Quantifying Stochasticity: A Multi-Run Comparative Analysis of LLM Consistency in PHP Filament Implementations

In the field of Large Language Model (LLM) evaluation, a fundamental challenge remains: the non-deterministic nature of generative outputs. When a single prompt is executed multiple times against the same model, the variance in the resulting codebases can range from negligible syntax shifts to catastrophic logic failures. This study investigates this phenomenon by subjecting six distinct LLMs to repeated trials of a complex, domain-specific task: implementing PHP Enums within the Filament Admin Panel framework.

The Benchmark: Testing Filament Standard Adherence

The objective of the benchmark was to evaluate whether the models could correctly implement Filament-specific standards, specifically regarding the integration of PHP Enums within forms and tables. A critical feature of Filament is the ability to leverage PHP Enums to manage UI elements like badges and colors via specific interfaces.

The prompt required the model to implement an Enum-based solution where the UI automatically reflects the Enum's state (e.g., using hasColor and hasLabel methods). The test was designed to see if the models could infer the necessity of these methods without explicit instructions to use the badge() component, testing their deep knowledge of the Filament ecosystem.

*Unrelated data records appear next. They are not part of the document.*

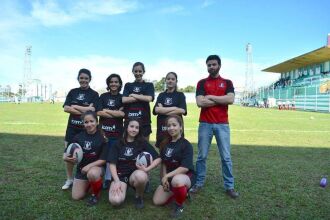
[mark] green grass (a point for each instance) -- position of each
(279, 158)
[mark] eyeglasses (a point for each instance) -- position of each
(212, 64)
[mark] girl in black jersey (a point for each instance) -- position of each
(177, 167)
(170, 102)
(111, 117)
(136, 98)
(122, 158)
(78, 101)
(90, 169)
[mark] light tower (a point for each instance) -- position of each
(249, 81)
(27, 74)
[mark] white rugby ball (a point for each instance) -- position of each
(75, 150)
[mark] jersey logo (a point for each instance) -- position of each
(81, 96)
(111, 102)
(88, 145)
(128, 151)
(168, 101)
(135, 114)
(109, 128)
(137, 89)
(169, 152)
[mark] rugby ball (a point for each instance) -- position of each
(75, 150)
(144, 159)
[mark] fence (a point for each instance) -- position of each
(305, 98)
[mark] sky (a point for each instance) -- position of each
(109, 36)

To ensure objective measurement, I implemented automated tests to verify if the Enums were being utilized correctly within the generated code.

Cross-Model Performance: Frontier vs. Emerging Models

The evaluation involved six models: Claude 3 Opus, GPT-5.5, Kimi K2.6, Gemini 3.1 Pro, GLM, and Minimax. The results revealed a clear hierarchy in reasoning capabilities and framework-specific knowledge.

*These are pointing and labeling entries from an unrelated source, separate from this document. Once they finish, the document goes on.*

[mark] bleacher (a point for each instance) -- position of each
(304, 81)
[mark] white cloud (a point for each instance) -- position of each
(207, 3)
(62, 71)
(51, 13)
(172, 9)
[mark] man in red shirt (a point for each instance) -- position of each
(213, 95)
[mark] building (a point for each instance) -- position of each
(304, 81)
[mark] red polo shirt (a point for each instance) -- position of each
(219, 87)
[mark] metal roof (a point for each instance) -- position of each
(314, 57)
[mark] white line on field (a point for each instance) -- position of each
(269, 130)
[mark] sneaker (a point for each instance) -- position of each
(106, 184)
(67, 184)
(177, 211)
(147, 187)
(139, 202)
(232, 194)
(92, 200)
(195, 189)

The High-Performers: Frontier Models

The "Frontier" models—Claude 3 Opus and GPT-5.5—demonstrated near-perfect reliability. Across all three trials, both models successfully implemented the Enum logic without structural errors. Kimi K2.6 also performed at a high level, matching the accuracy of the top-tier models.

The Intermediate Tier: Gemini 3.1 Pro

Gemini 3.1 Pro showed significant competence but lacked total consistency. In two out of three trials, the model succeeded. However, the third trial resulted in a failure. Interestingly, the failure was not due to a misunderising of the Enum logic, but rather a regression in the broader codebase: the model introduced an incorrect namespace, leading to a 5/0 error that prevented the page from loading.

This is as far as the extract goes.